A sign that reads “Go Dawgs” hangs from the front porch railing at their residence. The Bulldog is Willamina’s mascot, and the baseball, football and softball teams have continued to play games on the old high school site just down the street from the Hollinger home.

About half an hour before Saturday afternoon’s 101st high school commencement exercise, Bob changed the sign to read “Go Grads.”

A passerby, en route to the ceremony, thanked him for supporting Willamina students.

“The more kids who graduate from this high school, the better off this community is going to be,” he asserted.

Superintendent Gus Forster said the day was as much about celebrating the success of each graduate’s parents, who had ushered their children through many years of school, as the students themselves.

Sharing valedictorian honors were Whitney Anderson, Cheyanne Fasana and Tyler Heidt. Earning salutatorian honors was Jill Coblentz.

Dean of Students Bart Baldwin, who doubles as the school’s Teacher on Special Assignment, delivered the graduation speech.

“It’s an outstanding class, bar none,” Baldwin told graduates, parents and relatives. “It’s a fantastic class.

“We loved teaching this class. It’s why we got into education.”

Whenever he is asked why he wanted to become a teacher, and why he enjoys teaching so much, he explains how the profession provides him with an opportunity to “open doors” for students.
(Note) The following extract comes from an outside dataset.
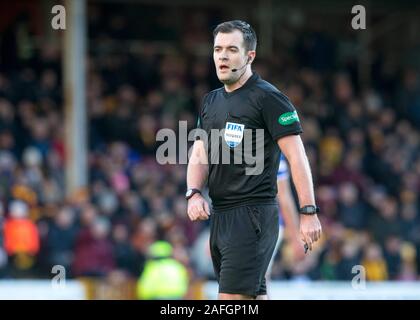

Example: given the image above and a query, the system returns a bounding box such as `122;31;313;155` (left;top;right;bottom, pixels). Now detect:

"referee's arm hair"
187;140;210;221
277;135;322;250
“It’s an amazing moment where you’re at,” said Baldwin, who encouraged the graduates to always feel a part of the Willamina community, even though life may eventually lead them elsewhere. “This is a special place,” he said.

Baldwin poked fun at a few seniors, who he playfully labeled “criminals,” including Tyson Day.

“He was supposed to be about 6-foot-3,” Baldwin said, “but he was always carrying around this 500-pound backpack. It was full of school supplies.”

Day, like the other students singled out by Baldwin, had been playfully busted.

Anderson recognized three retiring teachers — Julie Peters, Kathy West and Roy Whitman. She said the students who come along after they’re gone will miss them the most, without even realizing it.

Graduation will lend itself to new experiences for Anderson and her classmates, and she hopes they are great times.

Coblentz, like Anderson, paid tribute to the retirees, saying they will be missed dearly, and that she will cherish the memories she has of them.

The class of 2014 accomplished so much in the areas of academics and athletics, Coblentz said, and she characterized the class as one that gave a lot of itself.

“Each one of us have people to thank,” she said. “Getting here can be an unbearable job.”

Heidt has a lasting pictorial of his graduation, as he snapped a quick selfie with his iPhone before addressing his class and the audience.

“High school were the best days of my life,” he said. “Honestly, I don’t want to grow up.”

As individuals, Heidt said, no one in the class really knows what’s in store for them in the years to come.

He sent his classmates off into the future by telling them, “We are the few, the proud, the class of 2014.”

Various honors were bestowed upon many seniors, with Heidt and Fasana being named Boy and Girl of the Year.